CONCLUSION In this paper it has been demonstrated that the guidance of the LOIAC is of varied utility in determining the lawful bounds of cyber warfare. In Chapter I it 44

was demonstrated that several points of interpretive ambiguity and contest exist as to the limits of the right of national self-defence in response to cyber attack. Furthermore, no single approach to the right of national self-defence in cyberspace is universally advantageous or strategically prudent. Additionally, it has been argued that commanders face significant obstacles in fulfilling the practical requirements of a lawful self-defence response to cyber attack.

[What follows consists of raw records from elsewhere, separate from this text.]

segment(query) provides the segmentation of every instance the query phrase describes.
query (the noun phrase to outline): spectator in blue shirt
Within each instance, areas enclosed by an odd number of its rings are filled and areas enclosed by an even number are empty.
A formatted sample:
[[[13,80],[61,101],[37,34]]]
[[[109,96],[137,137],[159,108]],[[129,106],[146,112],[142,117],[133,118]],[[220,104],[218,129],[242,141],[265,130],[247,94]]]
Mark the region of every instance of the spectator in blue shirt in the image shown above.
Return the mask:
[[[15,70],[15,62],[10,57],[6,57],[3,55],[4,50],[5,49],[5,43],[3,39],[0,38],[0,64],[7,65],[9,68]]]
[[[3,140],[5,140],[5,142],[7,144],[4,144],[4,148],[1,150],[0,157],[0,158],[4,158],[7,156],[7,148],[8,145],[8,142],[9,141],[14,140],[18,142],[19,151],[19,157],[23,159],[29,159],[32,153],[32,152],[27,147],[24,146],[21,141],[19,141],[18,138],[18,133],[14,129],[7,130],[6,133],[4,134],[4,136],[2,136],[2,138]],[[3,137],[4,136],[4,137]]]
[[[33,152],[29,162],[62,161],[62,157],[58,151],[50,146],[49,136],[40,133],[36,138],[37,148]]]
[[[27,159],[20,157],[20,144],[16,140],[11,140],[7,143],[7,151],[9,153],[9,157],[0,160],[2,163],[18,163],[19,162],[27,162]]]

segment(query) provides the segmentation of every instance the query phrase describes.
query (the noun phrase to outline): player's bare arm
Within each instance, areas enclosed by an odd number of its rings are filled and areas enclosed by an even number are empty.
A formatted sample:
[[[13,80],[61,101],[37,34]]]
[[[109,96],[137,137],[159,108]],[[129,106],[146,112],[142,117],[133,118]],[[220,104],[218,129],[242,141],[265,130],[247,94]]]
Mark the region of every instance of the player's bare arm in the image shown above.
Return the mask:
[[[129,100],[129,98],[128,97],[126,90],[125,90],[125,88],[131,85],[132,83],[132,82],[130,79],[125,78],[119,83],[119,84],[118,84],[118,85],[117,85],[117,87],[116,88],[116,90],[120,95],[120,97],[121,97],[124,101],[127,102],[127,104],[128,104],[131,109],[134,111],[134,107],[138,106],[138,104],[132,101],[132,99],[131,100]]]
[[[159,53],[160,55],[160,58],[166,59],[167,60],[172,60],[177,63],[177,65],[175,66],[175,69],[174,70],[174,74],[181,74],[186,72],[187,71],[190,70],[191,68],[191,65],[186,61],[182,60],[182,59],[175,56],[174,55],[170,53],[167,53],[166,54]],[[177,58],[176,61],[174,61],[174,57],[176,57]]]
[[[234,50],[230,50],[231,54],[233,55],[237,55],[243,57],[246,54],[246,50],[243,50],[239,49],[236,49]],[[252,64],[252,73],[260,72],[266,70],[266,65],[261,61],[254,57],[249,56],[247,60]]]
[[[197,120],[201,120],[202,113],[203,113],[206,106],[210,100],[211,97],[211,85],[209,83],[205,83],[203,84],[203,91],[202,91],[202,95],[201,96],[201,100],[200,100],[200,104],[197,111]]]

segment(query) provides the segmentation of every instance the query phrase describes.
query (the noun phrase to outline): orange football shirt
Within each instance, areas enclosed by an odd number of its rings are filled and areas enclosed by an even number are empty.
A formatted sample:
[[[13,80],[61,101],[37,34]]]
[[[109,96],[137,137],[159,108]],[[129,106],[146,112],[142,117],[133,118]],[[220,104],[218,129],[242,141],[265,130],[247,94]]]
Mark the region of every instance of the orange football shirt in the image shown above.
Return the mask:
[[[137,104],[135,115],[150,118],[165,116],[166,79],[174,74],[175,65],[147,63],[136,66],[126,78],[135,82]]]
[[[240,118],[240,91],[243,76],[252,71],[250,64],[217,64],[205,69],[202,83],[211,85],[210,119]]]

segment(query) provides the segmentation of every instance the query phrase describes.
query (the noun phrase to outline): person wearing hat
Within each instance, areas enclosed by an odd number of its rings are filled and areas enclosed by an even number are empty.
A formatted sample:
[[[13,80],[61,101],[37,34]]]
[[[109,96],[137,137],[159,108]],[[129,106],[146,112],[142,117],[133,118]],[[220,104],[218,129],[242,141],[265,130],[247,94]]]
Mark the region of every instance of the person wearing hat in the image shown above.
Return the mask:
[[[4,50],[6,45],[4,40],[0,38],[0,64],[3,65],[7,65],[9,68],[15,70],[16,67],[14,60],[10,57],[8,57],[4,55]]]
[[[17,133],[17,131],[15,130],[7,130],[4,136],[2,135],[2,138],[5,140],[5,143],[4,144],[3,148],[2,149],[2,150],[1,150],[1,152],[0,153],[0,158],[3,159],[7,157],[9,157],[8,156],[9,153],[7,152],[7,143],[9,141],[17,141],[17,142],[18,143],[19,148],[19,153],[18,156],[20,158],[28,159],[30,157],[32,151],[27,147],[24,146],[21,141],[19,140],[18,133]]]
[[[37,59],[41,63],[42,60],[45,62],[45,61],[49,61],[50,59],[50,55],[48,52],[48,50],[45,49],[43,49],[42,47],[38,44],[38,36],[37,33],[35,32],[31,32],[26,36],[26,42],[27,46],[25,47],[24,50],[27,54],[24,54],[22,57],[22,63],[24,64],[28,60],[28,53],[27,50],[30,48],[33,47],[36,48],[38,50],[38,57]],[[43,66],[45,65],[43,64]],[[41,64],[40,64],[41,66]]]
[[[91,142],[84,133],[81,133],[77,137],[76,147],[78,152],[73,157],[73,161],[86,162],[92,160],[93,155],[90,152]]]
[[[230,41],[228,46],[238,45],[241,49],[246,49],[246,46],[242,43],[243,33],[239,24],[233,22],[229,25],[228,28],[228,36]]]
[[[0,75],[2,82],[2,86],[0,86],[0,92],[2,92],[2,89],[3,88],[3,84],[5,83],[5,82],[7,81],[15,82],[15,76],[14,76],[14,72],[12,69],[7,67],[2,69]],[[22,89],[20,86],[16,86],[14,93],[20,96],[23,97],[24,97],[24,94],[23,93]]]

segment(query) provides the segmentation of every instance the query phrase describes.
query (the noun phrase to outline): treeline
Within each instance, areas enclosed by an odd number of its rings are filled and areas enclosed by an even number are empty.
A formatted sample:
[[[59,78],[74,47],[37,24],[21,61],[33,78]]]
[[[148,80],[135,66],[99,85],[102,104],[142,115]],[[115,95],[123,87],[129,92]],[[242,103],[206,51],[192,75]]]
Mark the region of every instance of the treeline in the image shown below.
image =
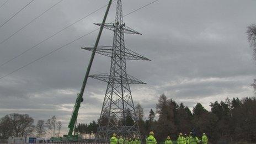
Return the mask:
[[[57,121],[55,116],[44,120],[39,120],[34,124],[34,119],[28,114],[10,114],[0,119],[0,139],[6,139],[9,136],[49,135],[58,137],[62,127],[61,121]]]
[[[179,132],[188,134],[193,130],[200,138],[202,133],[206,133],[213,143],[256,142],[255,98],[227,98],[225,102],[210,103],[210,106],[209,111],[198,103],[191,111],[183,103],[178,104],[162,94],[156,111],[151,109],[148,115],[144,116],[143,109],[138,104],[135,111],[142,138],[153,131],[159,142],[167,136],[177,140]],[[134,121],[129,119],[129,123]],[[76,130],[81,134],[95,134],[97,124],[95,121],[89,125],[79,124]]]
[[[206,133],[214,142],[256,142],[255,98],[227,98],[225,102],[210,103],[210,106],[211,111],[198,103],[190,111],[183,103],[178,104],[162,94],[156,106],[157,120],[152,110],[145,121],[138,116],[141,132],[146,135],[153,130],[159,141],[168,135],[176,139],[179,132],[188,134],[194,130],[199,137]]]

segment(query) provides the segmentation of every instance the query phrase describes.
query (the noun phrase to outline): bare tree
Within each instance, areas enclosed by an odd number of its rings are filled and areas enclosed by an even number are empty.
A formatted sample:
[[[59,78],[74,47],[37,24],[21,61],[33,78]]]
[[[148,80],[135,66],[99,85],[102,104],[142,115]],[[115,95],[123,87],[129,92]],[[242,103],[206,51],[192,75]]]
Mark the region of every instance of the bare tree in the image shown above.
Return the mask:
[[[62,124],[61,124],[61,121],[57,122],[57,130],[58,130],[58,137],[60,137],[60,134],[61,132],[61,126]]]
[[[9,115],[10,127],[15,136],[24,136],[31,134],[35,128],[33,118],[28,114],[11,114]]]
[[[41,137],[45,134],[45,125],[44,120],[39,120],[36,126],[36,133],[39,137]]]
[[[246,33],[247,33],[248,41],[253,47],[255,55],[256,54],[256,24],[253,24],[248,26]]]
[[[56,118],[54,115],[51,119],[51,124],[52,126],[52,130],[54,130],[53,136],[55,136],[55,128],[56,126]]]
[[[51,125],[51,119],[49,119],[47,120],[46,122],[45,123],[46,125],[47,129],[49,130],[49,133],[51,135],[51,137],[52,137],[52,125]]]
[[[247,27],[247,36],[251,46],[253,49],[254,59],[256,62],[256,24],[253,24]],[[254,88],[256,94],[256,79],[254,79],[252,86]]]
[[[7,115],[0,119],[0,139],[6,139],[13,135],[10,119]]]

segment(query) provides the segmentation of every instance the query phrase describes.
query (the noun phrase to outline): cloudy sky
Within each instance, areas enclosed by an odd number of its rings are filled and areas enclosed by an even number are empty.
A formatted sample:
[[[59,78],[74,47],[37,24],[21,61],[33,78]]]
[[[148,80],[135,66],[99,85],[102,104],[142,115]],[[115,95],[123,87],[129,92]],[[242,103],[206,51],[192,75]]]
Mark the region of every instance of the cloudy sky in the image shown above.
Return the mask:
[[[30,0],[9,0],[0,8],[0,24]],[[35,0],[3,26],[0,42],[56,3]],[[123,0],[124,14],[153,0]],[[0,6],[6,0],[0,0]],[[103,0],[63,0],[0,45],[2,64],[67,25],[107,4]],[[114,19],[116,3],[107,21]],[[135,103],[148,115],[162,93],[190,108],[197,102],[210,110],[210,102],[227,97],[253,97],[256,77],[247,26],[256,23],[255,0],[159,0],[124,18],[142,35],[125,35],[126,47],[152,60],[127,61],[127,73],[147,83],[131,86]],[[0,67],[0,77],[98,28],[105,8]],[[36,121],[56,115],[67,125],[79,93],[94,45],[93,33],[33,64],[0,79],[0,117],[28,114]],[[113,32],[104,30],[99,45],[111,45]],[[97,55],[90,74],[108,72],[110,60]],[[89,79],[78,122],[99,116],[106,85]]]

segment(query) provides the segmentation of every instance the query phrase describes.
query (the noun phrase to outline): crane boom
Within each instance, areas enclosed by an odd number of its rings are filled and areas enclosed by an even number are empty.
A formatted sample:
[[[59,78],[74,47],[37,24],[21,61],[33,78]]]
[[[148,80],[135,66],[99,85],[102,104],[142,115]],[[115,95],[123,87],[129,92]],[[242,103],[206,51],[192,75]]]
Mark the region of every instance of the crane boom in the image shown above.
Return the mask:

In Chapter II it was demonstrated that significant interpretive contest and resultant operational uncertainties exist in respect to the application of the principle of military necessity in cyber warfare. In contrast, the guidance of the LOIAC is sufficient so as to determine the application of the principle of distinction in cyber warfare, despite the use of particularly complex and novel means and methods of attack. Conversely, the guidance of the LOIAC was of little utility in guiding commanders as to determinations of proportionality in cyber warfare, principally because of practical complications inhibiting any reasonable assessment. Therefore overall, the guidance of the LOIAC is of mixed utility to commanders in determining the lawful bounds of cyber warfare. However, throughout this paper it has also been argued that such deficiencies in the LOIAC are not beyond amelioration. Where international legal guidance is lacking and practical complications are abundant, careful domestic policy-making and doctrinal guidance can assist in protecting commanders and minimizing uncertainty and risk in operational decision-making. Some points of contestation, such as the interpretation of the principle of military necessity, are admittedly likely to remain contested indefinitely. This is in part due to the nature of international law as a living and evolving organ of international relations. However, in the interest of further adapting the LOIAC to emerging methods of warfare, there must be a greater effort made by states to frequently and comprehensively publicize their interpretations of international law in this area. On this note, a particular limitation to this paper has been the lack of publicly accessible cyber warfare doctrine. Future research would benefit from access to key decision makers in the practice of cyber warfare. Public access 45

permitting, further study of the technological constraints facing commanders in cyber warfare decision-making would also be of enormous assistance in reaching more definitive answers in this paper.